As a young girl, Katya Geller learned from her mother that math was the answer to everything. Now, at forty, she finds this wisdom tested: she has lost the love of her life, she is in the middle of a divorce, and has just found out that her mother is dying. Half-mad with grief, Katya turns to the unfinished notes for her mother's last textbook, hoping to find guidance in mathematical concepts.
Vapnyar distills and synthesizes different identities: immigrant, lover, wife, and daughter. As Katya movingly explains when she hits her forties, she always thought she lived in an 'Escher' house, a metaphor that can stand for the disjointedness of her entire life. Woven together with math concepts and plenty of raw feelings, this is a love story for those who are forever engaged in the pursuit of happiness.
There are a handful of novelists who excel in describing, often from ludicrously comic heights, the Russian-American experience. Call it the Borscht Shelf: Gary Shteyngart, Boris Fishman and the resplendent Lara Vapnyar ... Divide Me by Zero, which begins with Katya’s Russian childhood and ends in her American middle age, is structured throughout with Nina’s flash cards and various missives from Katya ... The content of these notes leans toward the tediously self-evident ... The framing can feel contrived, though it’s in keeping with Vapnyar’s track record: deeply affecting but playful, edging into cutesy. The world hews closely to Vapnyar’s own life...but everything about it is slightly notched up, surreal ... So goes the bildungsroman half of the novel, which hits its stride midway as a brutally sad romantic comedy. ... Divide Me by Zero is a mordant tribute to lost loves, none more beloved or irretrievably lost than Katya’s mother.

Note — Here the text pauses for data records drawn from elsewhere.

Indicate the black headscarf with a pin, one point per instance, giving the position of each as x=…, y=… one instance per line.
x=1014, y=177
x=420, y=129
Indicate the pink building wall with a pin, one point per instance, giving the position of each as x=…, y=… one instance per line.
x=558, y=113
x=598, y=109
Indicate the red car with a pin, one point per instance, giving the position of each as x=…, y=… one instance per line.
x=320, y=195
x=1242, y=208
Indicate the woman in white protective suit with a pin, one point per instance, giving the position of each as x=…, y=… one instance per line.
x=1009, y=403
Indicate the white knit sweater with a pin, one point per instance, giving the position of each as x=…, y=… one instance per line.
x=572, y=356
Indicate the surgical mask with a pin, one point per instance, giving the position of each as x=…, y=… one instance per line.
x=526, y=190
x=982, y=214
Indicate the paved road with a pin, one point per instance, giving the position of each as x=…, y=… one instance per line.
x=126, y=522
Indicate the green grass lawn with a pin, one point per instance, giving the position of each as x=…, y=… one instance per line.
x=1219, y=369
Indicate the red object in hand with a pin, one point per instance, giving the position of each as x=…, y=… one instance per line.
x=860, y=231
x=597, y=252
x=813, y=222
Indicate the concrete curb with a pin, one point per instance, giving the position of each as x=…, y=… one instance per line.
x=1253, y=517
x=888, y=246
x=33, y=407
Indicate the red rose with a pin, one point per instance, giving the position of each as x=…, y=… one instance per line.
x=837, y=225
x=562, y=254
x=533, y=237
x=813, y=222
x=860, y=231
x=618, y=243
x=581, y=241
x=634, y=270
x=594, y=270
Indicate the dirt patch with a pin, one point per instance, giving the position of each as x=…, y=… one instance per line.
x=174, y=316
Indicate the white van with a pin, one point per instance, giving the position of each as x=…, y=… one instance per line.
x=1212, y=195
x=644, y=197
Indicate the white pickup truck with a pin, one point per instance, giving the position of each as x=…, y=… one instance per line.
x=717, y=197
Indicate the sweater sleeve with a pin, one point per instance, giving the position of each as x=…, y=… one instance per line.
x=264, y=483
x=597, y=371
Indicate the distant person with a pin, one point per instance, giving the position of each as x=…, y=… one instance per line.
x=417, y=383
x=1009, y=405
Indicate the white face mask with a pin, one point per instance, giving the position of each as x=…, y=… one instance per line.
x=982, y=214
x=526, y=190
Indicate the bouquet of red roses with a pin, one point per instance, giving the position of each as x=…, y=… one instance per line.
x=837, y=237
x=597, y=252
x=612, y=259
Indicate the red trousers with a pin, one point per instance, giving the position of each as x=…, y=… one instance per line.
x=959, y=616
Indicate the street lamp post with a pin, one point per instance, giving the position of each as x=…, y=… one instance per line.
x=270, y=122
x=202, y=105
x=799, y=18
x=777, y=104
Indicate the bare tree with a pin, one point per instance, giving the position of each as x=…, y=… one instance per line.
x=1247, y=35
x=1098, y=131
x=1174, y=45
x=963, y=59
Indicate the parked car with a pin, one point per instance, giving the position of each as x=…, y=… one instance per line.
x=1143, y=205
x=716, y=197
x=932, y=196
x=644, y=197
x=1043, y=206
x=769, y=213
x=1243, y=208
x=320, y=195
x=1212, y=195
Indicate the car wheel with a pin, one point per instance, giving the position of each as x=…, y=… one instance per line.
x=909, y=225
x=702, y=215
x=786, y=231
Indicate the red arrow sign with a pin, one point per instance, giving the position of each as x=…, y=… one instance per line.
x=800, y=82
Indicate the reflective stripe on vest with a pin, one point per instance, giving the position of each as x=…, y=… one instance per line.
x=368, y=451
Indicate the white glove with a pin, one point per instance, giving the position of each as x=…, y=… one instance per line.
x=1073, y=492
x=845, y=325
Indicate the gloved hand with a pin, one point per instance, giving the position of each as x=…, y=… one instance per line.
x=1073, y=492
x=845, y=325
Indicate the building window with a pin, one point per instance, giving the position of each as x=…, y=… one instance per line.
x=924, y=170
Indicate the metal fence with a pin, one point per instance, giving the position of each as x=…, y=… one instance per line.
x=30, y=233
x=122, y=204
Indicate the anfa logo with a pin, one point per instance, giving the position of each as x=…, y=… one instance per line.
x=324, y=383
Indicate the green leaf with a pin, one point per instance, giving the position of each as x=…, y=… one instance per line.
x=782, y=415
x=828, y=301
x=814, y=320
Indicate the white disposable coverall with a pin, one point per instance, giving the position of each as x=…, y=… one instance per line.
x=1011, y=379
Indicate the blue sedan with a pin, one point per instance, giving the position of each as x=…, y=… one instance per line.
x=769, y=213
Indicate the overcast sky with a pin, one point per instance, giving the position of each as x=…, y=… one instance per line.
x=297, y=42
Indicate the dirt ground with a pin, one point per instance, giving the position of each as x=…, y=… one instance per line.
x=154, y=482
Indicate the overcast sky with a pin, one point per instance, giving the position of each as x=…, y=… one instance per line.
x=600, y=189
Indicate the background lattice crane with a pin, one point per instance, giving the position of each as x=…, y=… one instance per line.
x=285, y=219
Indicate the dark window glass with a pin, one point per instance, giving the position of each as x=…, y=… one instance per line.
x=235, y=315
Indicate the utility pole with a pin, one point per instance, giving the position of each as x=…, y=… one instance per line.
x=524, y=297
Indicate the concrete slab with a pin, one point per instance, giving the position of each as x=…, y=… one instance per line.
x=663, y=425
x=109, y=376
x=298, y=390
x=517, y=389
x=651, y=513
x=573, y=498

... a clever novel encompassing love and death, couched in an instruction manual ... Graphs, illustrations, pictures and notes in the text add levity. Katya is very funny as well. She gets in trouble for laughing in sensitive situations. Her behavior is extreme and childlike. She’s easy to love, and her first-person voice is accessible and engaging. The men to whom she’s attached are bright and witty, sharing her love of literature and film. She mentions Alice Munro as a favorite author, and Vapnyar’s own admiration of Munro shows in the earthy, elegant prose ... Toward the end, the math associations fall away, and the anecdotes become shorter and more serious. The dark side of comedy shows through in a culminating glimpse of a life on the verge of sweeping change ... yields humorous and profound life lessons.